После жары во флигеле нам обоим показалось действительно великолепно.

— Мои предки были северяне, и, должно быть, я потому так плохо переношу ваше лето, — сказал Федор Петрович, расстегивая ворот сорочки.

Одна запонка выскочила и со звоном покатилась по полу.

— И не стану тебя подымать, проклятую, можешь хоть сквозь доски провалиться, — пробормотал ей вслед доктор.

Снимая с себя суконное платье, он одновременно приходил в хорошее расположение духа. Лицо его из сердитого превращалось в спокойное и задумчивое. Оставшись в одном белье, он похлопал себя по бедрам и сказал:

— Чу-удесно.

Мы легли каждый на свою кровать. Доктор, по обыкновению, закурил папиросу, а я просто подложил руки под голову. Некоторое время молчали. Слышно было только, как Федор Петрович сдувал пепел со своей папиросы.

— Скажите, доктор, — начал я, — отчего вы пошли служить в земство?

— Отчего я пошел служить в земство? Хм. Да видите ли, собственно говоря, мне хотелось остаться при клиниках, — но там чрезвычайно велика конкуренция, — хотелось еще поучиться.

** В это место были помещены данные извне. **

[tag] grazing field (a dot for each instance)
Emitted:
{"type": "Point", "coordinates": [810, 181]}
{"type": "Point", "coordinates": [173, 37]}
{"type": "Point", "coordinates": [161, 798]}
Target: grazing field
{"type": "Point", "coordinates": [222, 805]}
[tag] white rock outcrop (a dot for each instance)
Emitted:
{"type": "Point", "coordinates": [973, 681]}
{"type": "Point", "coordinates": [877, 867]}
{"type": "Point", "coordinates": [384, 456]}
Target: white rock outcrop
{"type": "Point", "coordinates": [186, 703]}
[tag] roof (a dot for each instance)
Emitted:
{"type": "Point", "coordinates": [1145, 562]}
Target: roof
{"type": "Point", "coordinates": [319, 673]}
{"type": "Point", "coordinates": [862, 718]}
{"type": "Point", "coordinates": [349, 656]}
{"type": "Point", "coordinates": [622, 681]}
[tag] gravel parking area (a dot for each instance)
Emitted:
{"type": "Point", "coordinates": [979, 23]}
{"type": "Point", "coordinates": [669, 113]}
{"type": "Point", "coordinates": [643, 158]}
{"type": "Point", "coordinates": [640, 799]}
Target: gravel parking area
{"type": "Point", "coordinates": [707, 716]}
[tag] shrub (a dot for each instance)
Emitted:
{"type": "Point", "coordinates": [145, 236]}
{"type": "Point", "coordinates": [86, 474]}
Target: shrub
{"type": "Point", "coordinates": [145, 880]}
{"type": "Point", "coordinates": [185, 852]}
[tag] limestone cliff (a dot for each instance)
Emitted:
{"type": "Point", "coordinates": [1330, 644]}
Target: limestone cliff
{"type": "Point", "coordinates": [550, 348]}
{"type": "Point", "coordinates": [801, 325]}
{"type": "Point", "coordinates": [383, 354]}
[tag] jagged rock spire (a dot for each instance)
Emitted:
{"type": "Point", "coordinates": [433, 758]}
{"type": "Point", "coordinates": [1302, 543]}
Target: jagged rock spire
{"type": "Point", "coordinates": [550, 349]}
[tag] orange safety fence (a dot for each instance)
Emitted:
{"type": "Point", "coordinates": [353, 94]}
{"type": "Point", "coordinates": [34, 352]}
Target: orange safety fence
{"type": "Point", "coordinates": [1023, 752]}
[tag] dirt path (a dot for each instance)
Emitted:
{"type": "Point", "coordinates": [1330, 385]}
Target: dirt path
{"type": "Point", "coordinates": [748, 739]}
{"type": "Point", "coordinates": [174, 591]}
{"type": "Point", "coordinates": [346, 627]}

Заняться же сразу вольной практикой не хватало совести, да и очень уже мне было противно это получение гонораров. Собственно не самые гонорары, а именно способ втыкания их в руку. До сих пор не умею сделать в себе анализа этого чувства, но одним словом — органически противно. Вот там у Гоголя, у Глеба Успенского приходилось читать, как чиновники берут взятки, ну и мне почему-то казалось, что в этот момент и я похож на такого чиновника. Может быть, это отвращение стало результатом моего первого дебюта на поприще врача. Был такой случай…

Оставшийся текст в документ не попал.